The wildfire effect is probably why the simple model the bank runs for monthly GDP was spitting out faster growth than its 0.2% estimate. This could mean that the dampening effects of wildfires in July could reverse higher from August onward as the wildfire effect stabilizes.

It also means investors should be careful about how July GDP translates into Q3 expenditure-based GDP tracking. Wildfire disruptions -- and perhaps later disruptions to rail in August -- could explain why inventories were up sharply in July. Manufacturing inventories were up by 0.9% month-over-month seasonally adjusted in July and wholesale inventories were up by 0.5% month-over-month SA. Inventory investment is some combination of undesired, planned given serial shocks to supply chains, and driven by rolling shocks and it could be a significant driver of Q3 GDP on an expenditure basis.

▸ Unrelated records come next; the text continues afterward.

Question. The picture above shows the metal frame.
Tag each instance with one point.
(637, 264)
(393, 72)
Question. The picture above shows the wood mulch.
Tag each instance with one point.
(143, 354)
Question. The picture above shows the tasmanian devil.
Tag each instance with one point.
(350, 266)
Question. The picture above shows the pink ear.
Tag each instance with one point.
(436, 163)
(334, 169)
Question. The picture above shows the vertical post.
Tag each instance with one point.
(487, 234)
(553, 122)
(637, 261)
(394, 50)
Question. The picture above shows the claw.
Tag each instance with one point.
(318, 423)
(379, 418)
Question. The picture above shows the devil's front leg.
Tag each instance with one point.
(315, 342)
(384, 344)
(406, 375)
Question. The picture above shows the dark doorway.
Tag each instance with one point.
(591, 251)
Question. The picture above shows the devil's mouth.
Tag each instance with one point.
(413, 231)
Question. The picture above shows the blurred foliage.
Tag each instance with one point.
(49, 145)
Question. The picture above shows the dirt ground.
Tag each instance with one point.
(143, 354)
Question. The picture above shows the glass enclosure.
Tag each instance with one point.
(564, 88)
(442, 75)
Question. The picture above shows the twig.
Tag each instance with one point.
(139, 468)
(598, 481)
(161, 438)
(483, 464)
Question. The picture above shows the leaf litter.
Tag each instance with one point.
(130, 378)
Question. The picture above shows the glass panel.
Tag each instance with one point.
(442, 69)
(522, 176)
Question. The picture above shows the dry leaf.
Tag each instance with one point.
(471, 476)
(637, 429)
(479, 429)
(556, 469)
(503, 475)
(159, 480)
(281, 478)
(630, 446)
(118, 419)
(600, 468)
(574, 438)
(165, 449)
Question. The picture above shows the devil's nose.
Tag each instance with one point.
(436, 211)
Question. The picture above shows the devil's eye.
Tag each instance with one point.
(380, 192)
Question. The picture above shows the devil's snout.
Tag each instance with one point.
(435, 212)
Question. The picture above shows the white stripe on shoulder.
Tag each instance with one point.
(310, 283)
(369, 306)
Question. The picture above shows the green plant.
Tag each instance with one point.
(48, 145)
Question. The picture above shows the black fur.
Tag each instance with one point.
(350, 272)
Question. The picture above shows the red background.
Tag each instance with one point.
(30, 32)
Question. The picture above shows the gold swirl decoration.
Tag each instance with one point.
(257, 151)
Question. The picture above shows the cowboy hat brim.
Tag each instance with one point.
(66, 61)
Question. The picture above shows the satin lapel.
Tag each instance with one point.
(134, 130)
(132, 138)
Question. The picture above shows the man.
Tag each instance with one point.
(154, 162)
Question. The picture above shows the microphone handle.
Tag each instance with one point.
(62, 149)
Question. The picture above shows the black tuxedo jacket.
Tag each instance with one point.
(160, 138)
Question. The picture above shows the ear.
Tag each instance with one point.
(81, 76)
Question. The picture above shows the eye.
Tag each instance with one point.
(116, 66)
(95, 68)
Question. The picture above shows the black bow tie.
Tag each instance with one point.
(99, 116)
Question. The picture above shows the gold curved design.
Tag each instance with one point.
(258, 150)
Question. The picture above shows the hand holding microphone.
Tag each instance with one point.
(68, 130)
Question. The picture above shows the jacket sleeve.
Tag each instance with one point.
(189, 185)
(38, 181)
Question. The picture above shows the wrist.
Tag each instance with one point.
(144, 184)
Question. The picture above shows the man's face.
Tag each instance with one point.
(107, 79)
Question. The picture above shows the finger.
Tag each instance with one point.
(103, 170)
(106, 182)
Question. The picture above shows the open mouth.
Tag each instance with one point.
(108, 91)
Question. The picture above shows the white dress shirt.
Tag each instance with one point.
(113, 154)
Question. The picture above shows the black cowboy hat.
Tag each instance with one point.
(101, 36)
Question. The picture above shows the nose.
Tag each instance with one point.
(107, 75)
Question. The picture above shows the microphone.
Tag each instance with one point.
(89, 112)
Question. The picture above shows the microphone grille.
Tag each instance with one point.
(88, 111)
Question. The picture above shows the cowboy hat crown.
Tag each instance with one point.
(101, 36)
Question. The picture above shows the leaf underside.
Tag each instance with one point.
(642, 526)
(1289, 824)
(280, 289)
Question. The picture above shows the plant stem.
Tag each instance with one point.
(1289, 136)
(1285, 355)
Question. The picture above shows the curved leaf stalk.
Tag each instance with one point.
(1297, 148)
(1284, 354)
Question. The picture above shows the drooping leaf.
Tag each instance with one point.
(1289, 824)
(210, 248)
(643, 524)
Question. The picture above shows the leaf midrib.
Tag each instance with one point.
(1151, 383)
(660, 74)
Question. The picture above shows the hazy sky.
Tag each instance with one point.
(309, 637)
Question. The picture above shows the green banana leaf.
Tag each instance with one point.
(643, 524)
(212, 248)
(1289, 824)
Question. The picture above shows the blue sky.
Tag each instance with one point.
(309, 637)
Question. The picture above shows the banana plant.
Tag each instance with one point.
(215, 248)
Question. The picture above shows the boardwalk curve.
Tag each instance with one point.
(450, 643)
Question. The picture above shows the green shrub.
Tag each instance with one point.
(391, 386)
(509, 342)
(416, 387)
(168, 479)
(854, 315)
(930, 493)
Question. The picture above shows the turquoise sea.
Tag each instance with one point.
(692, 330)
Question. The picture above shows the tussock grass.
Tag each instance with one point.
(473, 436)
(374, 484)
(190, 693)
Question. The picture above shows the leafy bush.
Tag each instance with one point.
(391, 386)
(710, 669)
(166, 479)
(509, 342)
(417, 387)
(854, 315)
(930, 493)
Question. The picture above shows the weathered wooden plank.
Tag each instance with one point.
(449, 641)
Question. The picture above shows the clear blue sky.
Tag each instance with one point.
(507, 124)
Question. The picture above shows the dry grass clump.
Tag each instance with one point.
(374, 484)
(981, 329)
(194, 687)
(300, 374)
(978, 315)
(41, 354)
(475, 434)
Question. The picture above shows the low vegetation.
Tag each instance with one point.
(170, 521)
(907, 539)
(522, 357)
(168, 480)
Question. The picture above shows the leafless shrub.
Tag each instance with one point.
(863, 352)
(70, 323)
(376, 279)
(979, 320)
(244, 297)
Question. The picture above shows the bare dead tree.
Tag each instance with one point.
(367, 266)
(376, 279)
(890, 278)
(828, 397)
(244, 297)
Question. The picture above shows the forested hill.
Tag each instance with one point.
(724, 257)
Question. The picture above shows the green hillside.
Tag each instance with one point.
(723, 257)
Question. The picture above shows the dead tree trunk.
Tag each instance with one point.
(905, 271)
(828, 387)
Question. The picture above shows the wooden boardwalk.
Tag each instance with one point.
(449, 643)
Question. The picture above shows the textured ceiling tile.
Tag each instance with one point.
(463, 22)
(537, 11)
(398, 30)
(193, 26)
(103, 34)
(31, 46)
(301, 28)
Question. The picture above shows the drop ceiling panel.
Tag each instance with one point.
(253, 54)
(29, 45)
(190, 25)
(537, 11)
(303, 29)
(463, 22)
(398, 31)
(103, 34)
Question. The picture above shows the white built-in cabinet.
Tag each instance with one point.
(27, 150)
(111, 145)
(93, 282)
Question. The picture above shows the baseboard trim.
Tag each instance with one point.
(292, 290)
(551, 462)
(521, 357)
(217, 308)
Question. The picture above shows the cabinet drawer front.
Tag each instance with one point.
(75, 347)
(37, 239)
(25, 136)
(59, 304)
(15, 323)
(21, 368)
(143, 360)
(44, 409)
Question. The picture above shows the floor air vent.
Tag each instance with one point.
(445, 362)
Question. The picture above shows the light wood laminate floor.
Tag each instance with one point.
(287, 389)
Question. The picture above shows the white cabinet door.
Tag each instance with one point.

Investors are left with a picture of an economy that is underperforming but still growing in trend terms despite massive rate hikes in the pandemic and serial shocks being thrown at it.

Canadian productivity is "terrible," but no political party has a useful plan for what to do about it and both the business community and workers are too willing to schlep off responsibility for their roles, added Scotiabank.

Be careful with population growth as a driver of falling per capita GDP. One reason is that we haven't given enough time for the population shock to impact GDP and it certainly doesn't happen in one or two years versus multiple years. Another reason is that you have to take out temps -- non-permanent residents -- made up of international students, temporary foreign workers and asylum seekers.

The bank believes you have to do that because quotas for them are being reduced which should dramatically lower population growth going forward not in one month or quarter but over the next couple of years. They are a transient population that shouldn't be expected to contribute to short-term GDP in proportionate terms to those born in Canada and permanent resident immigrants.

In any event, the core debate in Canada lies around two tensions. Should the BoC upsize and swing into near panic mode because GDP growth is mild, underperforming, and adding to a fairly modest amount of spare capacity with an output gap estimated around just over -1%, asked the bank. Or should it be more patient, stick to its forecast rebound, and be careful toward upside risks given massive pent-up savings and demand in the household sector plus ongoing fiscal stimulus that may increase into an election year plus mortgage finance easing and runaway real wage gains relative to weak productivity, it asked too.

Scotiabank leans toward the latter. If the BoC leans toward the former and pursues rapid easing, then the bank would counsel raising growth and inflation forecasts and the potential resumption of hiking.